La loutre, comme de nombreux prédateurs a fait partie des animaux redoutés ou mal-aimés. Elle avait au milieu du XXe siècle en Europe été presque partout décimée, pour sa fourrure, encore plus appréciée que celle du castor, et parce qu'elle décimait les élevages ou stocks de poissons dits viviers. Le chasseur de loutre était spécifiquement désigné sous le nom de « Loutrier ».

Fourrure et peau

La fourrure chaude, naturellement hydrofuge et lustrée a été une première justification à un piégeage intensif, depuis le Moyen Âge au moins. Au XVIIIe siècle, sa fourrure était ainsi décrite : « La loutre a deux sortes de poils ; les uns plus longs & plus fermes que les autres, qui font une sorte de duvet soyeux de couleur grise blanchâtre sur la plus grande partie de sa longueur, & brune à la pointe. Les poils les plus longs font gris blanchâtres sur la moitié de leur longueur depuis la racine, & de couleur brune très-luisante dans le reste de leur étendue jusqu'à la pointe : le brillant de ces poils efface le brun, lorsqu'ils sont opposés au jour ; mais le brun paraît seul sous les autres aspects sur toute la partie supérieure de cet animal, depuis le bout du museau jusqu'à la queue, sur la surface extérieure des jambes & sur la face supérieure de la queue. Les côtés de la tête, la mâchoire inférieure, la gorge, le dessous & les côtés du cou, la poitrine, le ventre, les aisselles, les aînes, la face intérieure des jambes, sont de couleur blanchâtre & luisante, parce que les longs poils ont cette couleur depuis la racine jusqu'à la pointe : le poil des pieds est fort court & de couleur brune, mêlée d'une légère teinte roussâtre; les plus longs poils du corps ont quatorze lignes (...)La loutre ne mue guère ; sa peau d'hiver est cependant plus brune, se vend plus cher que celle d'été : elle fait une bonne fourrure. On en fait pour l'hiver, des manteaux que l'eau ne peut traverser. Les sauvages du Canada se servent des peaux de loutres d'une grandeur extraordinaire pour en faire des robes, lesquelles étant portées & engraissées; de leur sueur & des graisses qu'ils manient, sont propres à faire de meilleurs chapeaux que ceux qu'on fait du seul poil de castor trop sec & trop difficile à mettre en œuvre sans aucun mélange. »[33].

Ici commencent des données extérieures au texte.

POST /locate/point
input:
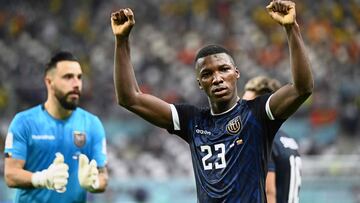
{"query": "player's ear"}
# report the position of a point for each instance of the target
(237, 72)
(200, 87)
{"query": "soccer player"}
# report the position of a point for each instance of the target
(230, 142)
(48, 147)
(283, 180)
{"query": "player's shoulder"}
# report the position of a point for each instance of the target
(29, 113)
(190, 108)
(80, 112)
(281, 138)
(256, 101)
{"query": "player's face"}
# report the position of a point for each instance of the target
(217, 76)
(67, 84)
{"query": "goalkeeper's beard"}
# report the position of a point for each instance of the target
(65, 102)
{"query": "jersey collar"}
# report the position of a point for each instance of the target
(222, 113)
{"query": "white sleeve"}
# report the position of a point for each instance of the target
(268, 110)
(175, 117)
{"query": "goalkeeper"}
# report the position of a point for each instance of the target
(48, 147)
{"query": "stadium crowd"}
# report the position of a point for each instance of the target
(168, 34)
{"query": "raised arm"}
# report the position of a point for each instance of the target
(288, 99)
(127, 90)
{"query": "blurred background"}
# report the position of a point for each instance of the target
(148, 165)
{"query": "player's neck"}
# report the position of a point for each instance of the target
(54, 108)
(223, 107)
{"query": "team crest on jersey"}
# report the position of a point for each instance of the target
(79, 138)
(234, 125)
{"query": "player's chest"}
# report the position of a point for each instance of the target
(58, 134)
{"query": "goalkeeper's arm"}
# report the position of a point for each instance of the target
(55, 177)
(91, 178)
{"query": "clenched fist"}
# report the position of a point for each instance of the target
(122, 21)
(282, 11)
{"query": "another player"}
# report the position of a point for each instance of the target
(283, 180)
(48, 147)
(230, 142)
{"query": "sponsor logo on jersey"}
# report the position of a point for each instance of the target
(79, 138)
(234, 125)
(43, 137)
(203, 132)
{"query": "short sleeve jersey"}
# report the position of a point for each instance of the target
(34, 136)
(286, 163)
(230, 151)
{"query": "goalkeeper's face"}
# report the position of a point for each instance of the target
(67, 84)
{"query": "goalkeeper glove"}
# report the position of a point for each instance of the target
(53, 178)
(88, 173)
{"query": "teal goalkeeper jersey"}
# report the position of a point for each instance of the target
(34, 136)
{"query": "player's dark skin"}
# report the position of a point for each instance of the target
(219, 82)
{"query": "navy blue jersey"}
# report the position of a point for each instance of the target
(286, 163)
(229, 151)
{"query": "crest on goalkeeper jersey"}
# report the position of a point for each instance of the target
(234, 125)
(79, 138)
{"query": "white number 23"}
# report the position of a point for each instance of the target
(220, 161)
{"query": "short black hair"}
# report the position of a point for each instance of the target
(210, 50)
(59, 56)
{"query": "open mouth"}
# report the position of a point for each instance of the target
(219, 90)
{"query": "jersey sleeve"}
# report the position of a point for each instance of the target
(182, 116)
(99, 144)
(17, 139)
(271, 164)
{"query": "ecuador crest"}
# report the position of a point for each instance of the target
(234, 125)
(79, 138)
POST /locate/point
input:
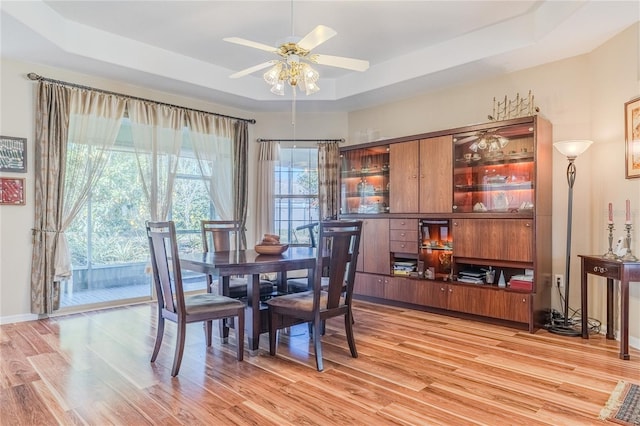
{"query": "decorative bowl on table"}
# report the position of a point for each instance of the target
(274, 249)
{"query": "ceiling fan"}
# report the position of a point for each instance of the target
(293, 66)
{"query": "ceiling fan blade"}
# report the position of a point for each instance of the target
(340, 62)
(316, 37)
(249, 43)
(252, 69)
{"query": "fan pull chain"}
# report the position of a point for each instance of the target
(293, 107)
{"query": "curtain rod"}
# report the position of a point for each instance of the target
(299, 140)
(34, 76)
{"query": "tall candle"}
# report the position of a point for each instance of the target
(610, 213)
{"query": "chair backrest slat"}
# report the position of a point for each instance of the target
(340, 241)
(165, 262)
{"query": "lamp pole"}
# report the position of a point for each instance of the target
(571, 178)
(571, 149)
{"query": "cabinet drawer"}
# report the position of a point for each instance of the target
(403, 235)
(403, 224)
(403, 246)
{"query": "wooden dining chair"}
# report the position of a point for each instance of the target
(217, 236)
(174, 306)
(298, 281)
(338, 242)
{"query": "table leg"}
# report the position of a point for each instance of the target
(223, 290)
(610, 309)
(252, 317)
(584, 302)
(624, 319)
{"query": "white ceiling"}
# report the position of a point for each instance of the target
(413, 46)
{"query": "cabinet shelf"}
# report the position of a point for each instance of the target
(362, 173)
(443, 248)
(367, 194)
(497, 159)
(495, 186)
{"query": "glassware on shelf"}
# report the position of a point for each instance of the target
(494, 170)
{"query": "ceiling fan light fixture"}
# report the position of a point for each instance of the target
(278, 88)
(273, 75)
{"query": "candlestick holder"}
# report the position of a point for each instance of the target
(610, 254)
(628, 257)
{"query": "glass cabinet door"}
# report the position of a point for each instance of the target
(494, 170)
(364, 183)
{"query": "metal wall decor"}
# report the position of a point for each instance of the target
(13, 154)
(12, 191)
(632, 138)
(513, 108)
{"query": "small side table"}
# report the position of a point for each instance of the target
(611, 270)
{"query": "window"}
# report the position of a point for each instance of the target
(107, 241)
(296, 193)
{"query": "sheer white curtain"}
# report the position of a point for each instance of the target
(268, 154)
(212, 141)
(94, 122)
(157, 132)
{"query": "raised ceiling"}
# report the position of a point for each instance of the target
(413, 46)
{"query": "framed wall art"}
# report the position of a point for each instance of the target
(13, 154)
(12, 191)
(632, 138)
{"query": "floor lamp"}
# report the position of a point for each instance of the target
(571, 149)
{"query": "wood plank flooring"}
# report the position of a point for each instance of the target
(414, 368)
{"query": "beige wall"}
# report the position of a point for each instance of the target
(583, 97)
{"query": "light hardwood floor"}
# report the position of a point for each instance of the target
(414, 368)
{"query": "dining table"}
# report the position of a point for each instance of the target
(252, 264)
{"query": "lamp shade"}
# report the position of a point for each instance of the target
(572, 148)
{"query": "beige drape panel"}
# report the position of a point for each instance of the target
(328, 179)
(268, 155)
(94, 122)
(212, 141)
(157, 135)
(52, 119)
(240, 179)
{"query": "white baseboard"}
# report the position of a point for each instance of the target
(18, 318)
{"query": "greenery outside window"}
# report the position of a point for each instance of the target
(296, 193)
(109, 249)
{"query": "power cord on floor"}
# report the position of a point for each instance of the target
(555, 320)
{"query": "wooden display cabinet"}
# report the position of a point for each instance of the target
(436, 249)
(494, 170)
(469, 200)
(373, 255)
(364, 184)
(422, 182)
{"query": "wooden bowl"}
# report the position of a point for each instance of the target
(271, 248)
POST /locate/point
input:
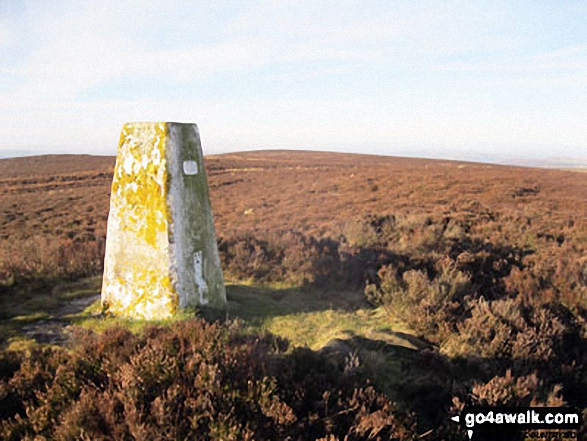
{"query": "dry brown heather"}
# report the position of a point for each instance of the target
(487, 263)
(68, 195)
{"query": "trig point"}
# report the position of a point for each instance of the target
(161, 250)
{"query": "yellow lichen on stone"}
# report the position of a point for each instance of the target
(161, 250)
(140, 215)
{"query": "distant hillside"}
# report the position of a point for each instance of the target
(549, 162)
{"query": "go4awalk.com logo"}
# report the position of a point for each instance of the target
(509, 422)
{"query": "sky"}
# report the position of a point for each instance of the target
(452, 79)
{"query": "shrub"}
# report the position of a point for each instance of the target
(192, 380)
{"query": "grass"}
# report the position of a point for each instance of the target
(305, 317)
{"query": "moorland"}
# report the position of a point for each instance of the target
(369, 298)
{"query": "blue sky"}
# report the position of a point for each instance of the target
(466, 79)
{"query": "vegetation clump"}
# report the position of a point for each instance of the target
(192, 380)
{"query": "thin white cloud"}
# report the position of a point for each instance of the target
(406, 73)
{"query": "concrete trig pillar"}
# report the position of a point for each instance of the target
(161, 250)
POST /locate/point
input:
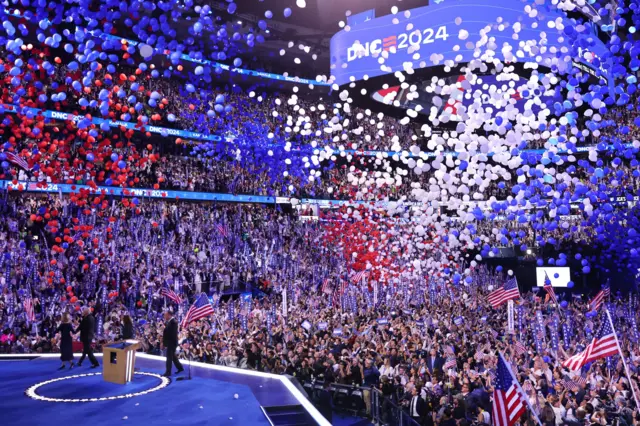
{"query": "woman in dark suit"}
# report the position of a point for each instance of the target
(66, 341)
(127, 331)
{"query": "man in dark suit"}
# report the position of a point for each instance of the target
(87, 329)
(417, 406)
(434, 361)
(170, 342)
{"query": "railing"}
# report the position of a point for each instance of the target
(362, 401)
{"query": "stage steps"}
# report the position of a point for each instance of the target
(288, 415)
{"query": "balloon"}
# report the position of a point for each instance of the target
(146, 51)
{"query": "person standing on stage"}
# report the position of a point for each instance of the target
(87, 329)
(170, 343)
(127, 331)
(66, 341)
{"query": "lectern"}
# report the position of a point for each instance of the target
(118, 361)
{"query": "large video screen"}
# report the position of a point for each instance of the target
(562, 279)
(446, 31)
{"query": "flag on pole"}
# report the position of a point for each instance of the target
(358, 277)
(167, 292)
(28, 308)
(201, 308)
(285, 308)
(343, 287)
(450, 362)
(549, 289)
(17, 160)
(508, 291)
(597, 301)
(603, 345)
(222, 229)
(519, 348)
(325, 286)
(508, 402)
(569, 385)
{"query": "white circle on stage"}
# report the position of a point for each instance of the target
(32, 391)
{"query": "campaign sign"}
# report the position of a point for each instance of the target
(449, 31)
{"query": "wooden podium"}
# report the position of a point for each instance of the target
(118, 361)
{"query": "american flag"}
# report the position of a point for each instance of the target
(604, 344)
(508, 403)
(28, 309)
(519, 348)
(167, 292)
(358, 277)
(569, 385)
(597, 301)
(581, 379)
(549, 288)
(17, 160)
(201, 308)
(505, 293)
(222, 229)
(325, 286)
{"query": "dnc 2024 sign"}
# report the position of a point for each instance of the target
(434, 31)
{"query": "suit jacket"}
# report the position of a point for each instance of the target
(87, 329)
(170, 333)
(437, 364)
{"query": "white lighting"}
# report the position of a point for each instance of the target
(31, 392)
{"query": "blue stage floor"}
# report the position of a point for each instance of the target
(207, 399)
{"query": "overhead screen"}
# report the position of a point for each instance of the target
(445, 31)
(564, 276)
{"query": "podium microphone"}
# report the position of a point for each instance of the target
(179, 379)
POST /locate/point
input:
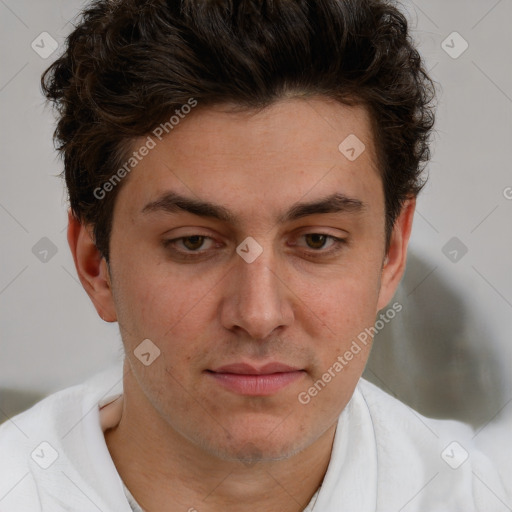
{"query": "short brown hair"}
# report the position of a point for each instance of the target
(129, 64)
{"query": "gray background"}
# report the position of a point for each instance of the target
(448, 353)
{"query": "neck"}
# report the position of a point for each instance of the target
(166, 472)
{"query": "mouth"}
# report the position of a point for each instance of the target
(245, 379)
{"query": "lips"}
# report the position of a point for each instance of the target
(245, 379)
(247, 369)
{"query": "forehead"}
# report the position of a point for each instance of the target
(260, 159)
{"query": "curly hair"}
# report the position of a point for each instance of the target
(129, 64)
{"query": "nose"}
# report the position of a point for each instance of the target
(257, 299)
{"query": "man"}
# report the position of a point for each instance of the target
(242, 178)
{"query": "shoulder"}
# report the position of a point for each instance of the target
(37, 438)
(436, 462)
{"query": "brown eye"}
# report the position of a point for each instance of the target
(193, 243)
(316, 240)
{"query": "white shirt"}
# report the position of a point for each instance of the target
(385, 458)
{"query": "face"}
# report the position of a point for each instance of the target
(256, 279)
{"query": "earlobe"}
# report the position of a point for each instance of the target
(396, 257)
(91, 267)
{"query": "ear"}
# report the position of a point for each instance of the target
(91, 267)
(396, 257)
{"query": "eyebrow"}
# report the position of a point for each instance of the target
(172, 202)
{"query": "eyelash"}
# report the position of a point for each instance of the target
(338, 244)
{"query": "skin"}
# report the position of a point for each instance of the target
(184, 441)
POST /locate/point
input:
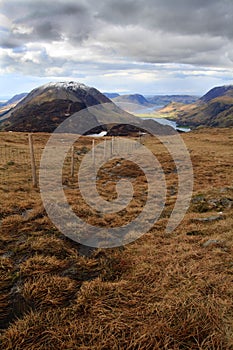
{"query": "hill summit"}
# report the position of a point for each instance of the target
(214, 109)
(47, 106)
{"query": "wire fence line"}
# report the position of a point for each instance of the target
(20, 157)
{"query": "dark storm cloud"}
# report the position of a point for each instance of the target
(198, 32)
(180, 16)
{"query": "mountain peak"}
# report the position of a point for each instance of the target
(225, 90)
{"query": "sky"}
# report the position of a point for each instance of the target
(126, 46)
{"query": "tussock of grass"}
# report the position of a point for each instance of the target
(164, 291)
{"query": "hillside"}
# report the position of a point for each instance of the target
(163, 291)
(214, 109)
(47, 106)
(8, 105)
(162, 100)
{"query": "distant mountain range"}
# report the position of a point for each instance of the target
(46, 107)
(214, 109)
(163, 100)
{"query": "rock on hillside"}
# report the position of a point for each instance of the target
(214, 109)
(135, 98)
(46, 107)
(219, 91)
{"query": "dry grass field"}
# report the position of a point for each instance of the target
(168, 291)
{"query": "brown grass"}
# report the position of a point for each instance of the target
(164, 291)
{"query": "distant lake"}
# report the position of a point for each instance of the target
(173, 124)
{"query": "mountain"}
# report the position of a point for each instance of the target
(214, 109)
(134, 103)
(47, 106)
(162, 100)
(134, 98)
(5, 107)
(218, 92)
(16, 99)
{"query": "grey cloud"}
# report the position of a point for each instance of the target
(155, 31)
(211, 17)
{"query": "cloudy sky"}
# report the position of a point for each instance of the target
(126, 46)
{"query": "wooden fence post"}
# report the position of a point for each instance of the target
(72, 162)
(33, 162)
(93, 151)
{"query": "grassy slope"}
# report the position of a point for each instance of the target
(165, 291)
(218, 112)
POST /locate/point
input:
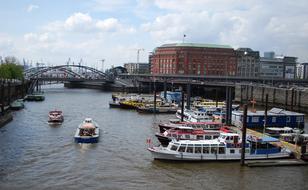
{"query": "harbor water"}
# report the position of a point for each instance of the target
(35, 155)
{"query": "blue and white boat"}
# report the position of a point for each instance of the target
(87, 132)
(226, 147)
(275, 118)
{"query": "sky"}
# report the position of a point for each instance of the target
(113, 30)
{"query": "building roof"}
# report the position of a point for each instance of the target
(197, 45)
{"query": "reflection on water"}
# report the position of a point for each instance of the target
(39, 156)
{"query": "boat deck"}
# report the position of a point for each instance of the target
(296, 150)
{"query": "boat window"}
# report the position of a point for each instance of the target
(255, 119)
(190, 149)
(174, 147)
(221, 150)
(299, 119)
(198, 149)
(213, 150)
(182, 148)
(206, 150)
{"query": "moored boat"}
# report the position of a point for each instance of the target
(87, 132)
(186, 133)
(55, 116)
(17, 104)
(226, 147)
(161, 108)
(35, 97)
(201, 125)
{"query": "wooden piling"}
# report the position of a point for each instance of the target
(188, 89)
(182, 107)
(244, 135)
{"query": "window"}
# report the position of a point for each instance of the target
(299, 119)
(174, 147)
(221, 150)
(198, 148)
(199, 137)
(182, 148)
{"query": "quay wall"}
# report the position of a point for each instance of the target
(295, 99)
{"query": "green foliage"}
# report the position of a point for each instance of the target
(11, 69)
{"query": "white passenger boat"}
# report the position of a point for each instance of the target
(194, 116)
(55, 117)
(226, 147)
(87, 132)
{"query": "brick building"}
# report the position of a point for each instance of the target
(194, 59)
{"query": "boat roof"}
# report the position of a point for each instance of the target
(279, 128)
(264, 139)
(271, 112)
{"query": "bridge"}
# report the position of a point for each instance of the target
(66, 73)
(213, 80)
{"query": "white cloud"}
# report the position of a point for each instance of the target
(31, 8)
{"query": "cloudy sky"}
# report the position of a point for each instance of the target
(113, 30)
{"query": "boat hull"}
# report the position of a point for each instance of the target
(86, 139)
(168, 155)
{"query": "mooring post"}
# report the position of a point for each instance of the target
(154, 98)
(165, 89)
(244, 135)
(286, 100)
(2, 99)
(227, 105)
(216, 97)
(230, 106)
(9, 92)
(265, 113)
(182, 106)
(292, 98)
(188, 95)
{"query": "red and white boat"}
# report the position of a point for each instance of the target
(186, 133)
(55, 117)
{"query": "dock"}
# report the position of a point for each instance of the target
(272, 163)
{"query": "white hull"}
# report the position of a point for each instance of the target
(162, 154)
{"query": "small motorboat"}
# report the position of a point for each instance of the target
(17, 104)
(87, 132)
(55, 117)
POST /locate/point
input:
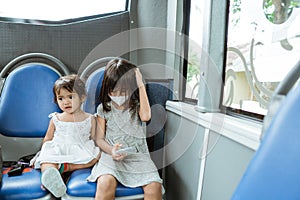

Les peaux et fourrures de loutres et castor, hydrofuges et chaudes, ont été très utilisées par les chapeliers. Pour désigner un chapeau en « poil de loutre » (en fait en peau de loutre), autrefois et en France on disait « un loutre »[33] (le « e » n'étant au XVIIIe siècle pas ou peu prononcé ; « La première syllabe est brève, & la seconde très-brève »[33].
Graisse

La graisse de la loutre, comme l'huile de poisson était appréciée pour sa fluidité, et le fait qu'elle ne se fige pas dans le froid et on lui a accordé des propriétés médicinales « Elle est résolutive, digestive: on l'emploie pour la douleur des jointures, & pour fortifier les nerfs »[33].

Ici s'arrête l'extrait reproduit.